Advancing Tomographic Volumetric Printing Via Oxygen Inhibition Control: Improved Accuracy and Large‐Volume Capability
Yujie Zhang, Katherine Houlahan, Daniel Webber, Nicolas Milliken, Kathleen L. Sampson, Hendrick W. de Haan, Hao Li, Robynne Vlaming, Liliana Gaburici, Antony Orth, Chantal Paquet
Abstract
Tomographic volumetric additive manufacturing (TVAM) is an emerging 3D printing technology capable of producing complex structures in seconds. However, achieving reliable prints using TVAM requires sufficient light penetration throughout the print volume, which often limits the photoinitiator (PI) concentration that can be used.
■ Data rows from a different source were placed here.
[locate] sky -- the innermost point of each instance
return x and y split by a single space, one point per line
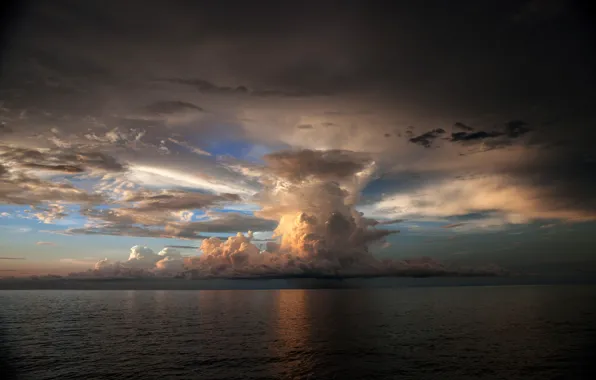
459 134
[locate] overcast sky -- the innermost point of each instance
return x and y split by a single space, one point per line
477 114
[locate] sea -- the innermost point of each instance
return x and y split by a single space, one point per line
443 332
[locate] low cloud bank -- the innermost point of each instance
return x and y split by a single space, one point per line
238 257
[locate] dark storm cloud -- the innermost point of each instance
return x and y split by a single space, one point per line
462 126
73 63
333 164
62 160
426 139
473 136
172 107
564 175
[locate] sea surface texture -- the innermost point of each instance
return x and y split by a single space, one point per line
476 332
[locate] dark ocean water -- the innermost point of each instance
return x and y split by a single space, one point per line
502 332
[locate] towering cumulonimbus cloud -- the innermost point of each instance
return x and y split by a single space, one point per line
311 195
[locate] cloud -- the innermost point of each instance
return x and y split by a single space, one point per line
176 200
237 257
332 164
427 138
67 161
24 190
191 148
171 107
453 225
50 243
229 222
462 126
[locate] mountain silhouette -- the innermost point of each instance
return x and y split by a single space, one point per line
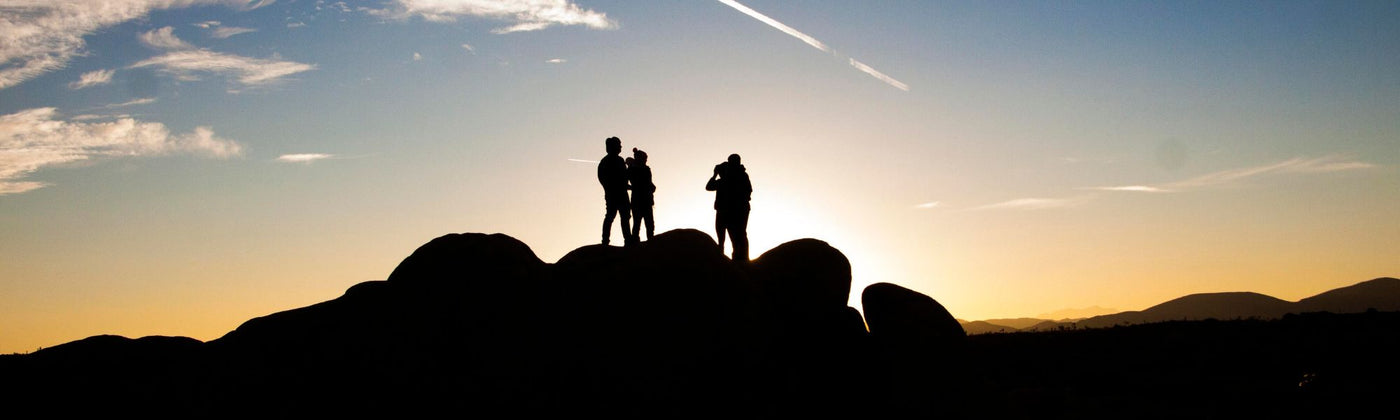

In (meth)acrylate-based photoresins, this constraint severely restricts achievable print size and quality due to oxygen inhibition. To address this challenge, a chemical strategy is demonstrated to control the oxygen inhibition period without compromising light penetration, using an amine, a thiol, and a phosphine additive as representative examples. Among these, N-methyldiethanolamine (MDEA) emerged as the most promising candidate, effectively reacting with non-reactive peroxy radicals to regenerate propagating radicals and sustain polymerization. Incorporating MDEA into a low-PI photoresin enabled high-resolution and large-volume printing in a custom-built TVAM system, achieving a root-mean-square surface deviation of 0.175 mm (≈2 pixels) and printable structure sizes up to 60 mm. These advances represent a 16-fold increase in print volume relative to the previous TVAM demonstrations and enable high-throughput fabrication of multiple complex parts without sacrificing print quality. This work establishes a scalable approach to overcoming oxygen inhibition in (meth)acrylate TVAM systems, unlocking new possibilities for large-volume, high-resolution additive manufacturing.